Viz: Who gives a rat's patoot what some faceless, nameless, stranger has to say or how they say it.
Why do otherwise rational people allow themselves to become insulted or upset by the aforementioned nameless faceless etc?
If one were in the real world, and someone stated that one was a doodyhead because they failed to utilize a BP/W; would this be cause for alarm?
I would submit that no matter what the other party intends to accomplish; one may only be insulted or "bashed" if one allows oneself to be...
 
argued about what they saw through their telescopes with a church who was more in a bashing mood than a passionate argument mood.
They took flaming to a whole new level! :D
 
Why do we bash each other? Here is a theory:
It is worth considering that scuba diving would not exist at all, if humans didn't passionately argue about better ways to do things.

Compared to that, what are a few hurt feelings?

What sort of a screwed up hypothesis is that????

You don't know what you're talking about!








Just kidding

Get it?

:cool2:
 
One thing seems to be the "big fish in a small pond" problem. Sometimes the most heated discussions, over a nearly inconsequential issue, are between people that nearly 99% agree.
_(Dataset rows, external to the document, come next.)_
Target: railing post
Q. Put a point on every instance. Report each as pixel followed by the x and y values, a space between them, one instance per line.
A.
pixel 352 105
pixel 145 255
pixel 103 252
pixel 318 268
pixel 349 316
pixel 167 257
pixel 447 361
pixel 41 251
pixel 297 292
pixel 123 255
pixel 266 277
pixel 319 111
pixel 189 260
That is probably related to fights for dominance in an immediate peer group...
 
GerogeC:

I am new to ScubaBoard and I have noticed what you are talking about. I am as puzzled as you are about why there are some people who seem to be very negative in the way they post. I know there is a great wealth of combined knowledge in the members of ScubaBoard and I hope to be able to share ideas and thoughts with many of them, but I also want to do it in an interesting and neutral way without it turning into some "bash fest" about a diving organization or me or anyone else.
 
Viz: Who gives a rat's patoot what some faceless, nameless, stranger has to say or how they say it.

This is actually a superb point.

I have had a number of threads over my tenure on SB, where someone decided to take me to task about something in a very tactless way. I read those posts and decide whether there is anything in the SUBSTANCE of the posts that's worth taking up. If not, I ignore them. That way I never get baited into a personal argument. Some of the people who have written those sorts of things have subsequently written to me to apologize. I don't think they would have done that had I waded into the discussion with both feet.